If those 20 tetras were congos, then yes that's too much. Neons, and you're no where near overstocked.


----------



## Opal

I was thinking of 7 cardinals 7 rummynoses and 7 penguin tetras.:smile2:


----------



## jaysee

Might as well do 10 of each, in my opinion. I think fish are more enjoyable to watch in a larger school vs a smaller one. If the tank is a 40 breeder (not very tall) I would suggest just 2 schools of 10-15.

Another thing I would suggest is to mix it up a little. Tetras are nice and all, but they all pretty much act the same. I think adding a school of cherry or gold barbs in the place of one of the tetras will add a lot of depth to your fish viewing pleasure. They are way more interesting to watch than tetras, in my opinion. Especially with cherry barbs because they are so easy to tell males and females. That alone is worth an extra hour in front of the tank a day ;-). You can really follow the social dynamics much better with fish that are sexually dimorphic.

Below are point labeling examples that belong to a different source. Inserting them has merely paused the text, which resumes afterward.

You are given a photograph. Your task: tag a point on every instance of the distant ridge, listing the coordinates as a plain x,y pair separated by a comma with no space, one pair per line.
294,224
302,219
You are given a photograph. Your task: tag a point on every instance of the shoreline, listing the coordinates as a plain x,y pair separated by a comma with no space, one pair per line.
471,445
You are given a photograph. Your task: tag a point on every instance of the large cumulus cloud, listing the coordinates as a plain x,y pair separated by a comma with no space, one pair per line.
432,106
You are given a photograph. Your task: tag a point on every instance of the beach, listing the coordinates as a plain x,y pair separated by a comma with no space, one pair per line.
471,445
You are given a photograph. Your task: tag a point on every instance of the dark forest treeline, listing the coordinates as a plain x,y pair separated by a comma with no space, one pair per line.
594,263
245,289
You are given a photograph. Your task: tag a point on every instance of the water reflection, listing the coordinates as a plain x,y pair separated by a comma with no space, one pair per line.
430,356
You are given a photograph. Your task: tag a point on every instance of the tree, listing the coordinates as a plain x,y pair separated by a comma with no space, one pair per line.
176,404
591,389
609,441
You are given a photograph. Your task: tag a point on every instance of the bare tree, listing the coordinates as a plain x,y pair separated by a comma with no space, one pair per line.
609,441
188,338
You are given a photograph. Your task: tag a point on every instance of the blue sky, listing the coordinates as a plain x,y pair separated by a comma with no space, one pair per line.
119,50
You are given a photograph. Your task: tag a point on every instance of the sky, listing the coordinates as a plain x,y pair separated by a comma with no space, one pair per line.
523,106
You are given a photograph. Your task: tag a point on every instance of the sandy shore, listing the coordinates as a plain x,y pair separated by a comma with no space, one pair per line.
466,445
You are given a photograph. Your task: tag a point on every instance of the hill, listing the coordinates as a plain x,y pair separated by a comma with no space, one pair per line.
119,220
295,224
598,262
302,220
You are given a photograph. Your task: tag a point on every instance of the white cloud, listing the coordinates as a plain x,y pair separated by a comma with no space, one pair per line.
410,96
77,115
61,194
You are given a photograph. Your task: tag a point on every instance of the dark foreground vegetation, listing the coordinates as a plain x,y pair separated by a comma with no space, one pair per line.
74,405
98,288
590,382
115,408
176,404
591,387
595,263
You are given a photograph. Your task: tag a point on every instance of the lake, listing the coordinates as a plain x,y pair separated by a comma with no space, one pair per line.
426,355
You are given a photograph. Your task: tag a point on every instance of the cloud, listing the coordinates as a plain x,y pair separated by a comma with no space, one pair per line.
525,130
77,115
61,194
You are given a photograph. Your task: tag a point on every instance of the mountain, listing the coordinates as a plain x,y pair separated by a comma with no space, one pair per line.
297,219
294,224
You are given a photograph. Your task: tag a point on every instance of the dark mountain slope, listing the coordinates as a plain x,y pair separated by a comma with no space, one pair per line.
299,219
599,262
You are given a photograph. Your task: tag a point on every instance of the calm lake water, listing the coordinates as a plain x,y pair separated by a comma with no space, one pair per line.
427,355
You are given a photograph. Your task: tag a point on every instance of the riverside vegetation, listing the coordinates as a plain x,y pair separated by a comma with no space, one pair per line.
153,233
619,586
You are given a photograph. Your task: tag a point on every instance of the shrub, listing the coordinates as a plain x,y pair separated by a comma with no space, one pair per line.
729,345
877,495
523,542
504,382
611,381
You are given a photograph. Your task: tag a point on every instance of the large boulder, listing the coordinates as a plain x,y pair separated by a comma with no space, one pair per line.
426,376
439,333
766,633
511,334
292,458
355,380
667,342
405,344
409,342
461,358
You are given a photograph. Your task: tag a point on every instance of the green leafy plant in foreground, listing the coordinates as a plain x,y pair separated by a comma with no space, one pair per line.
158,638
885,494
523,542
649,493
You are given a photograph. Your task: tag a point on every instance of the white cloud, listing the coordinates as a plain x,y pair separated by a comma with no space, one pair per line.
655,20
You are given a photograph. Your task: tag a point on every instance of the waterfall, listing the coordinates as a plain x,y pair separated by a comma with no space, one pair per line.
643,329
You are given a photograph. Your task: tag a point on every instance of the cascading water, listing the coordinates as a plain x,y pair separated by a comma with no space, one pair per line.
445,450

Of course, there's nothing inherently wrong with your list so if you want to stick to that, then by all means enjoy. Just thought I'd throw out a couple suggestions.


----------



## Opal

Thanks, I may do cherry barbs in place of the cardinals and maybe harlaquins instead of penguins...


----------



## Moleen

I just LOVE my 40GB! Fave of all my tanks! In mine. I have a school of 10 Rummies, 5 Dwarf Neon Rainbows, 1 Pygmy Rainbow (he was a rescue and schools with my Dwarfs), 3 Pearl Gouramis (2 girls, 1 MAGNIFICENT male), 2 dwarf Petricola, 3 Panda Garra & 4 Black Neon Tetras......heavily planted and heavily filtered. I would definitely add some bottom dwellers...maybe a school of 5-8 Panda Corys, or 3-5 Panda Garras if you have good flow.


----------